United Kingdom

A British citizen will die in prison in the US. Liz Truss won’t intervene




The Truss government has already proposed various controversial measures, from Kwasi Kwarteng’s tax cuts for rich people to Jacob Rees-Mogg’s reversal on fracking to Liz’s own elimination of the cap on bankers’ bonuses. Although the augurs are not good, it has not been easy for citizens to evaluate the actions of the new government, given that the media has been otherwise engaged for much of the last month.

Another unnoticed, yet nevertheless radical break in tradition took place just as the Queen sadly passed away. On September 6th, 2022, James Cleverly assumed the role of Foreign Secretary. One of the first actions his department took, three days later, was to refuse to intervene in Kris Maharaj’s desperate battle for justice in Florida.

Kris is 83 years old and was originally sentenced to death for the 1986 murder of Derrick and Duane Moo Young in Miami. The Foreign Office asked me to take his case on in 1993 (under Conservative Foreign Secretary Douglas Hurd), and for the past 29 years I have developed a wealth of evidence corroborating Kris’ claim of innocence, despite the obdurate lack of transparency of the United Stated government.
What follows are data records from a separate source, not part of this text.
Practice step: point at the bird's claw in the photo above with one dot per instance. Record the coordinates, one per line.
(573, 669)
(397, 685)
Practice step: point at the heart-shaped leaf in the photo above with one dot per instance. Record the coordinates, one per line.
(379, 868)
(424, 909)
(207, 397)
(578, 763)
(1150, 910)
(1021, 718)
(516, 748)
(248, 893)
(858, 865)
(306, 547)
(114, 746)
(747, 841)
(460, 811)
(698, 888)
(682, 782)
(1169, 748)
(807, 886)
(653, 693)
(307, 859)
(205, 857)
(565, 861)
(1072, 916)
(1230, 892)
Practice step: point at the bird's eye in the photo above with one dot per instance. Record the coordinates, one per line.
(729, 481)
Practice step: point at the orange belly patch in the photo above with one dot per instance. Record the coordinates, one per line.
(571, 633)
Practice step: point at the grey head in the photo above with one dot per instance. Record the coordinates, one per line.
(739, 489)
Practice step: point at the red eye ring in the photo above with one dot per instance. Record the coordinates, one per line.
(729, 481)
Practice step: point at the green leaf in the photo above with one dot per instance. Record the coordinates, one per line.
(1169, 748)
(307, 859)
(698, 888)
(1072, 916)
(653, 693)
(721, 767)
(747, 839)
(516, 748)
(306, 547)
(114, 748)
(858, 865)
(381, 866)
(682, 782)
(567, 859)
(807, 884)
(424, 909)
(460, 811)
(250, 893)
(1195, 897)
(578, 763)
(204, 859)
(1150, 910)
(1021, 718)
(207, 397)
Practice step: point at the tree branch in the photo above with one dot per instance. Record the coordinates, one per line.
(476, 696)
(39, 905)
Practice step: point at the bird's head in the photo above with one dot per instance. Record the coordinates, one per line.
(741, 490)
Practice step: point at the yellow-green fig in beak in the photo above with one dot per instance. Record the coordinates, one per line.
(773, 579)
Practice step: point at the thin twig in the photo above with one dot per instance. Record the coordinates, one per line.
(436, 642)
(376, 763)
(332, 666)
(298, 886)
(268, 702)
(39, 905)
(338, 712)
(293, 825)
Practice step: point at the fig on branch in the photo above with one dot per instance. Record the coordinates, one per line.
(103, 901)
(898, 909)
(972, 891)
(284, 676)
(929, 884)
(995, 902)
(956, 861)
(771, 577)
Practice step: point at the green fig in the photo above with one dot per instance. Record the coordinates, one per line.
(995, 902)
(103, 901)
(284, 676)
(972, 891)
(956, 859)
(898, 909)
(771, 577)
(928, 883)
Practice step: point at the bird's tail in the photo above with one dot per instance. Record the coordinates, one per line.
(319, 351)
Meanwhile, Kris’s wife Marita, herself 82, has stood steadfastly by him.

The British government once considered it its duty to intervene when a British citizen was in dire straits abroad — but that’s a practice that the new government under Liz Truss and Suella Braverman appears to have abandoned.

There was also a time in the 1990s, when I was first doing death penalty cases in the US, when the British government was of little use. I can never forget – nor, honestly, forgive – how John Major refused to lift a finger for Nicky Ingram in 1995. Nicky and I were born in the same hospital – Addenbrookes, in Cambridge. Major was in the US when the state of Georgia announced plans to execute Nicky. All the PM had to do was make a simple request, and my client might have lived. Instead, Major elected to do nothing and I had to watch Nicky be electrocuted to death by 2,400 volts. It haunts me to this day.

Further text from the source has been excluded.